賛成する人、反対する人それぞれ自分の意見だけを言っている。
自分とは反対の意見に対する反論を言っていない。
当たり前だが、賛否それぞれにそれを言う理由や根拠がある。言い換えれば皆、間違ってない。しかし、我々が選べるのはその中の一つだけである。
自分の意見を言うのであれば、主張だけするのではなく、反対する意見への説得力のある反論は用意されていなければならない。
外交ボイコットする、しないのそれぞれの言い分を一応並べると次のようになるだろう。
・ボイコット賛成派
中国の人権。軽視は看過できない。
アメリカに同調しないのは国益に反する。
中国は嫌いだ
・反対派
隣国である中国との関係を悪くするのは危険。
中国とは経済で深く結びついている。関係悪化 が経済にまで影響すると、日本の景気回復に悪影響がでる。
他国の内政に干渉すべきではない。
これを踏まえてお前はどうなのだ、と言われるならば、原則的には、人権問題はたとえ他国のことでも見過ごすべきではないと考える。人権に対する冒涜は国境を越えて影響がでるのだ。自国のことではないからといって見過ごしているとその影響が自国内にも来てしまう恐れがある。それだけ人権というのは危ういものなのだ。油断すると直ぐに犯されてしまう。これは人権を重視する国と軽視する国の戦いだ。つまりは、人権重視と内政不干渉のどちらを選ぶかと言えば人権を取るということになる。

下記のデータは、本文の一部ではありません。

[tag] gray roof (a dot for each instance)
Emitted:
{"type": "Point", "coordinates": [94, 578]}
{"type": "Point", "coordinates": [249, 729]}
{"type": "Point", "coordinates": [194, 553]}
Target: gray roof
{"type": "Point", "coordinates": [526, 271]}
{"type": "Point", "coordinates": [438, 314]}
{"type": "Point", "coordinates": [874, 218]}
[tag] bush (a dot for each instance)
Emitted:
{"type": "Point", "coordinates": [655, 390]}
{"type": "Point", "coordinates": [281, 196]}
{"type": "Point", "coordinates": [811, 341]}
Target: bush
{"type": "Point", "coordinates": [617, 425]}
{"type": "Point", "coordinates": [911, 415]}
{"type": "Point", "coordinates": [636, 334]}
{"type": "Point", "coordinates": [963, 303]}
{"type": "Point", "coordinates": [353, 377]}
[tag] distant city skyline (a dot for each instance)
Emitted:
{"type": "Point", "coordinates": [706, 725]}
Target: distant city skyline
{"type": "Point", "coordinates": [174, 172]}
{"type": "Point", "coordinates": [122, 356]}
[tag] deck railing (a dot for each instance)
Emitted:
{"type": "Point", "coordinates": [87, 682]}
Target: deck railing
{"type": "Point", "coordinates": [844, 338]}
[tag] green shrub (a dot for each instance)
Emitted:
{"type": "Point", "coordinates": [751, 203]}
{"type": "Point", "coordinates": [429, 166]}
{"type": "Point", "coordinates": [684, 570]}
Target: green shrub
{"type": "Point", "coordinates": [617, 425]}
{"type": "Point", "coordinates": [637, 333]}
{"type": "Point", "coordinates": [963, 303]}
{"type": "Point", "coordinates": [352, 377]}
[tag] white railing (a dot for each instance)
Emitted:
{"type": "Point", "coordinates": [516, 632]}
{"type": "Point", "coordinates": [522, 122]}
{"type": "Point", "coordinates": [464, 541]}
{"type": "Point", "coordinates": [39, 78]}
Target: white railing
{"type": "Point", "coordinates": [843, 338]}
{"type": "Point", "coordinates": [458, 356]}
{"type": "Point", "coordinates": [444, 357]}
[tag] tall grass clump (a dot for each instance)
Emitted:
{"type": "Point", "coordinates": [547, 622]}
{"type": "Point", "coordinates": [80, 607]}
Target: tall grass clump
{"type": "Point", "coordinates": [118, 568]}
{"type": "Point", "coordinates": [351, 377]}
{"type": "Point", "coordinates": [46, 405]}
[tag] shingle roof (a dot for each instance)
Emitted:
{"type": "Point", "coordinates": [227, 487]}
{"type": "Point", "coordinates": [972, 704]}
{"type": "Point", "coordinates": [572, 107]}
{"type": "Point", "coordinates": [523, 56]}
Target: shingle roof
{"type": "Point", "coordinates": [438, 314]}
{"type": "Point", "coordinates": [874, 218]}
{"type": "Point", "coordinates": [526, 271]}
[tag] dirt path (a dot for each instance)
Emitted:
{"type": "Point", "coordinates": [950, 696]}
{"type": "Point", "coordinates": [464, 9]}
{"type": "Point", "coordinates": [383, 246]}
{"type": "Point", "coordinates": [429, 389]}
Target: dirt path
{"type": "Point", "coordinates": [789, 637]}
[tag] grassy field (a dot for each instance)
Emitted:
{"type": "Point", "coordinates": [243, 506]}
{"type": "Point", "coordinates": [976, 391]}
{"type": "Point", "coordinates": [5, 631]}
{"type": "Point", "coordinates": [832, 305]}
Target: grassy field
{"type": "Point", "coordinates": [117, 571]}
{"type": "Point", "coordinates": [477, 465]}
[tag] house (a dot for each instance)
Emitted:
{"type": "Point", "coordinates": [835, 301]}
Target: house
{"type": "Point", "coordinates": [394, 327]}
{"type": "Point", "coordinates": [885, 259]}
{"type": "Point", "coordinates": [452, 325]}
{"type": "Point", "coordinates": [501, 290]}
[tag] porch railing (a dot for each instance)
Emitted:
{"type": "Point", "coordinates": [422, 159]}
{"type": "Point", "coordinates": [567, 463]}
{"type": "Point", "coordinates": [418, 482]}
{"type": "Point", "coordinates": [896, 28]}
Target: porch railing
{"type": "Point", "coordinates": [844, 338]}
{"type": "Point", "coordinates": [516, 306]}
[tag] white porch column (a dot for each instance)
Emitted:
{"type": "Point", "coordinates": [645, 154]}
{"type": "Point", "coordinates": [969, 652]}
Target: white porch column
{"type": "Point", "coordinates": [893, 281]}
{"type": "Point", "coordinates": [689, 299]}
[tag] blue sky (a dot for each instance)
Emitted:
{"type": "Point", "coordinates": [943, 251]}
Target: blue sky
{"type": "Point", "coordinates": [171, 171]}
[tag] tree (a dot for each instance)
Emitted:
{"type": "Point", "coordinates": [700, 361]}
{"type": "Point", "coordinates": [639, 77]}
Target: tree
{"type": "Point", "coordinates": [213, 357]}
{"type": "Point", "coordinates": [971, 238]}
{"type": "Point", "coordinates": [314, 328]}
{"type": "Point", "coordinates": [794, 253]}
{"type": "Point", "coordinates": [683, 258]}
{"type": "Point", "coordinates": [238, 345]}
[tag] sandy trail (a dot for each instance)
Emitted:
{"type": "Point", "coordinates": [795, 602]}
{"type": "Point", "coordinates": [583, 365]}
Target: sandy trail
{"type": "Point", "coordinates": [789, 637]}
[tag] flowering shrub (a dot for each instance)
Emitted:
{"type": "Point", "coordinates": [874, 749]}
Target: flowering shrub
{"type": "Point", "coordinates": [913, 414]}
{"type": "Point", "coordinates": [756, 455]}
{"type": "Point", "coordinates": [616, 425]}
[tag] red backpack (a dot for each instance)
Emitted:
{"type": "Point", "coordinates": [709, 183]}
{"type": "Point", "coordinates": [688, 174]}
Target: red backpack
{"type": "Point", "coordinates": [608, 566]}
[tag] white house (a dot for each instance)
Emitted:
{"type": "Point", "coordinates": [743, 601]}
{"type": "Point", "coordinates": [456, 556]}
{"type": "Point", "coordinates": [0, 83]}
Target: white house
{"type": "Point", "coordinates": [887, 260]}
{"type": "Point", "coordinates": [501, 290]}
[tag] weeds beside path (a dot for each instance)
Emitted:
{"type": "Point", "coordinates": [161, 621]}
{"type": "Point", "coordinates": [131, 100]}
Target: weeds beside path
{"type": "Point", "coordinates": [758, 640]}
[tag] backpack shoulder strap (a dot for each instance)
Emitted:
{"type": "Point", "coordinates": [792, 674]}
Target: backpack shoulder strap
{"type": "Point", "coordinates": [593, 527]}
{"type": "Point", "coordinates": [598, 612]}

では、外交ボイコットに賛成なのか?と言われれば、ことはそう簡単ではない、と言わなければならない。
《ところで、一番強い手段が外交ボイコットになっているのは平和でいいけれど、中国に対して強い態度で臨まなくてはいけない、という主張をしている人たちが全面ボイコットを主張しないのは随分都合がいいことだと思う。外交ボイコット反対派を軟弱呼ばわりする資格はないと思うのだが》
これが中東やアフリカの国のことであれば、それでいい。
しかし、中国はお隣さんなのだ。日本は、万が一、中国が暴走してしまった時には大きな影響を受ける場所にあるのだ。
考えたくもないが、米中戦争が起きてしまったら、その経緯や結果に関わらず、日本は最前線になる。またしても、国土は焦土となってしまうだろう。(もしかしたら、米中ともに国内が戦場になることもなく、日本、朝鮮半島、台湾あたりだけが戦場となったまま終戦などという、はた迷惑なだけの結果になるかもしれない)
理想的には、日本は米中の調整役であるべきなのだ。それを実現させるためには、どちらか一方に片寄るべきではない。アメリカだって、本気で喧嘩するつもりはないだろうから、彼らにも日本の役割を理解させてアメリカに同調しないことが重要なので、それは評価に値するのだ、ということを納得させて欲しい。だから結論としては噂されているように、山下さんあたりが出席するぐらいでいいのではないか。
あと問題となるのは、決断までのスピードということになる。
もともと日本には主導権を握る力もなければ意思もないのだから、他国の動静を見つつ、当たり障りのないところでおさめる、というのは仕方のないことだ。その結果、当然、結論を出すのは遅くなる。
それだと格好が悪いというならば、いち早く、もしくは予め他国の態度を推し測ることのできる外交力が必要なのだろうが、残念ながらそんなものはなさそうだ。
ちなみに、当たり前だが、実際に決断する人たちは様々な意見を全て考えた上で決める。